At the same time, however, Putin’s address was not the unmitigated patriotic tub-thumping that might have been expected. There was, of course, some of that. But there were also echoes of “blood, sweat, toil and tears” – the oil price fall and international distrust, if not the West’s sanctions, are taking their toll. Putin also declared an amnesty for Russians prepared to repatriate their money in a probably futile attempt to stem “capital flight”. And there were other statements in another tone, that Russia wants to be open for business and that if it is circling its wagons, it is because it feels beleaguered, not because it wants either to cut itself or turn to the East.

Along with what will be seen in the West as an unconscionable defence of Crimea’s return to Russia, there was categorical recognition of Ukraine’s independence. “Every nation,” he said, “has an inalienable, sovereign right to its own path of development... Russia always has and always will respect that. This applies fully to Ukraine, the brotherly Ukrainian nation.”

There are those who will scoff at such an assurance, but it could offer a bridgehead, fragile maybe, to an eventual accommodation. If we take the tub-thumping and the warnings of austerity at face value, then we should take these words at face value, too.

But here is strange development. The western view of Putin as an all-powerful tsar is suddenly being revised, by some of the very same people once most wedded to it.
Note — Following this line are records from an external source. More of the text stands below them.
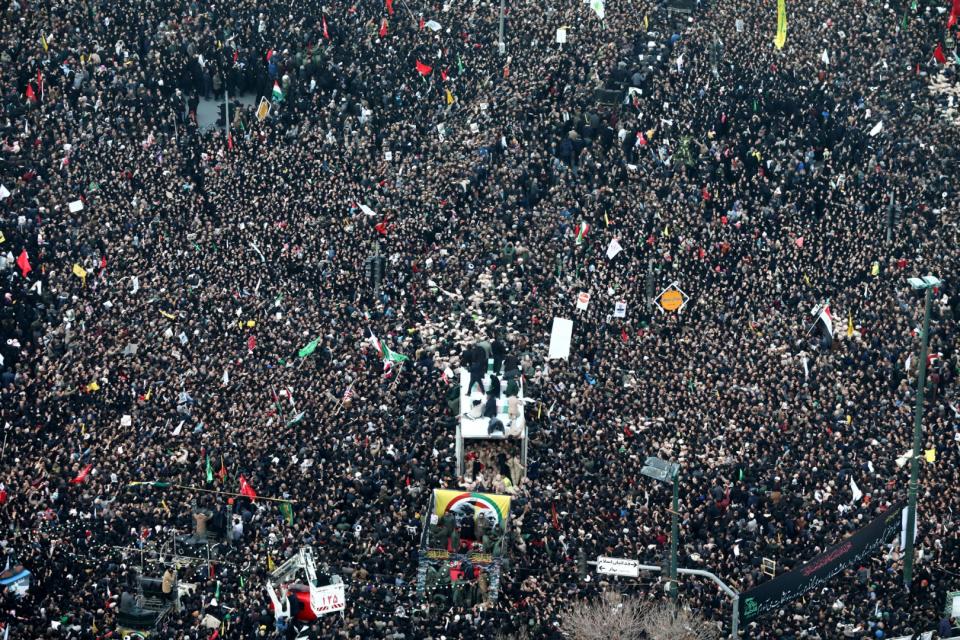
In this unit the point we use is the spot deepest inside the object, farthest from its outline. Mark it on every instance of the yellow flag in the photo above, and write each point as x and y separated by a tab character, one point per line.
81	273
781	38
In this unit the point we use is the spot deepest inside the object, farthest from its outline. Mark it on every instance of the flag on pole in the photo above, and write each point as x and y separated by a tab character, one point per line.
938	54
246	489
423	69
82	475
781	38
309	348
581	230
388	356
857	494
286	510
23	261
597	6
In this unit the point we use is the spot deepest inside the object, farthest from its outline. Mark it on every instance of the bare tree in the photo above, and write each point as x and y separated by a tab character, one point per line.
663	621
611	618
615	617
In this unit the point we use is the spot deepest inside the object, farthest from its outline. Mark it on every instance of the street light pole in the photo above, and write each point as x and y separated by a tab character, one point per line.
502	45
674	535
927	284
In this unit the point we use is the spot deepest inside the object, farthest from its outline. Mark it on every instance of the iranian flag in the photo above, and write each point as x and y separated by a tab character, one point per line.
581	230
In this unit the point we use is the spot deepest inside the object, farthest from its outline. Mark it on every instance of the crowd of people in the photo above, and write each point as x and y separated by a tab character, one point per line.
161	281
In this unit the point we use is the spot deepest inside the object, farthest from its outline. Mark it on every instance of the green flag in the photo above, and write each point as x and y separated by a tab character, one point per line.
286	510
392	356
310	348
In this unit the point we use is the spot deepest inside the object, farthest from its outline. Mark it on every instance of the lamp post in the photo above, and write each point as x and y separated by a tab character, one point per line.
926	284
665	471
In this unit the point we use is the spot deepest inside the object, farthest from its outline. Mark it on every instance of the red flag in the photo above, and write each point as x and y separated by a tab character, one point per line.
939	55
424	69
246	489
24	263
82	475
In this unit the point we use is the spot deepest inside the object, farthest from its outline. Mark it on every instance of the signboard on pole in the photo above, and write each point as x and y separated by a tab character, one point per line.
671	299
618	567
263	109
328	599
560	338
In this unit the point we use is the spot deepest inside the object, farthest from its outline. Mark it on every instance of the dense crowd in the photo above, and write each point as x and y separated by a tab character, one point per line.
155	331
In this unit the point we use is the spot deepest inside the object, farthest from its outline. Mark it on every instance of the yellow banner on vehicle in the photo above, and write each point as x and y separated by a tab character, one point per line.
446	501
781	38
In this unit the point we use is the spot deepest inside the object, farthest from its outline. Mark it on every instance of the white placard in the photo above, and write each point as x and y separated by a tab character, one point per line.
618	567
560	338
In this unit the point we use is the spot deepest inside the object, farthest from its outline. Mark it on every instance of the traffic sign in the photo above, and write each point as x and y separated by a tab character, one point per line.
672	299
618	567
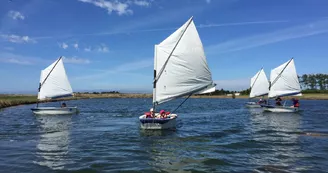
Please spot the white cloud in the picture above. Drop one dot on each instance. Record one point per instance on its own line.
(103, 48)
(233, 84)
(76, 46)
(116, 6)
(15, 59)
(18, 39)
(315, 28)
(63, 45)
(141, 3)
(75, 60)
(87, 49)
(9, 48)
(16, 15)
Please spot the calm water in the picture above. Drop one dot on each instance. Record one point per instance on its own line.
(213, 135)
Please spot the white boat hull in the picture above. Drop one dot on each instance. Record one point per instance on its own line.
(158, 123)
(54, 110)
(282, 109)
(252, 105)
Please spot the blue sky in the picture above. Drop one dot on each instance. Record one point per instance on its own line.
(109, 45)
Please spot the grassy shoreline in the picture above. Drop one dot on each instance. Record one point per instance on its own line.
(8, 100)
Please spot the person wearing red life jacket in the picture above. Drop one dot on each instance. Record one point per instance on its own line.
(296, 103)
(150, 114)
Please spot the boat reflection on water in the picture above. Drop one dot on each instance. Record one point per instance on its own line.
(168, 151)
(277, 135)
(52, 149)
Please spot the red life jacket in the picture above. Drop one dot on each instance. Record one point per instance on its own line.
(148, 115)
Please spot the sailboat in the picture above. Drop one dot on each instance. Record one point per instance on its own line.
(283, 82)
(180, 69)
(54, 84)
(259, 88)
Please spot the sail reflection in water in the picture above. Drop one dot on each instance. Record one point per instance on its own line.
(281, 130)
(52, 149)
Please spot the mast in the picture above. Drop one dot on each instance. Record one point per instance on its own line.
(163, 67)
(40, 84)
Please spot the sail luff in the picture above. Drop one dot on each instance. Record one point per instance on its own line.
(54, 82)
(275, 80)
(187, 70)
(284, 80)
(259, 85)
(167, 60)
(49, 73)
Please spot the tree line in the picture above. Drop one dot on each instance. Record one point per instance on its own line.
(104, 92)
(314, 82)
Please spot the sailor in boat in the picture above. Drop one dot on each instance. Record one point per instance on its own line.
(278, 101)
(296, 103)
(164, 114)
(63, 105)
(150, 114)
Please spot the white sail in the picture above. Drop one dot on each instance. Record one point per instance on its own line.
(54, 82)
(186, 70)
(259, 85)
(284, 80)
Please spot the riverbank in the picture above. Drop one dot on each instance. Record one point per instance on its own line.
(8, 100)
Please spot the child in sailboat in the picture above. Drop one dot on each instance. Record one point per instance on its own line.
(296, 103)
(162, 114)
(63, 105)
(278, 101)
(150, 114)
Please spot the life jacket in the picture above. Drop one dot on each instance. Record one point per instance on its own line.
(296, 104)
(148, 115)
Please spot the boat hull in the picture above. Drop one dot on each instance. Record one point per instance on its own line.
(252, 105)
(54, 110)
(158, 123)
(281, 109)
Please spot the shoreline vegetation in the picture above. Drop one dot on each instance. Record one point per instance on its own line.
(8, 100)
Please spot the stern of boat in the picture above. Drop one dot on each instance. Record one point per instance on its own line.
(158, 123)
(54, 110)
Putin’s position could be weakened, they say, from an emboldened nationalist current frustrated that he is not fighting for the rest of Ukraine, and/or from those fearful for their living standards. Indeed it could – and the danger presented by an unstable Russia would be infinitely greater than that presented by a Russia cognisant of its weakness and a leader who recognises, perhaps reluctantly, the limits  of his power.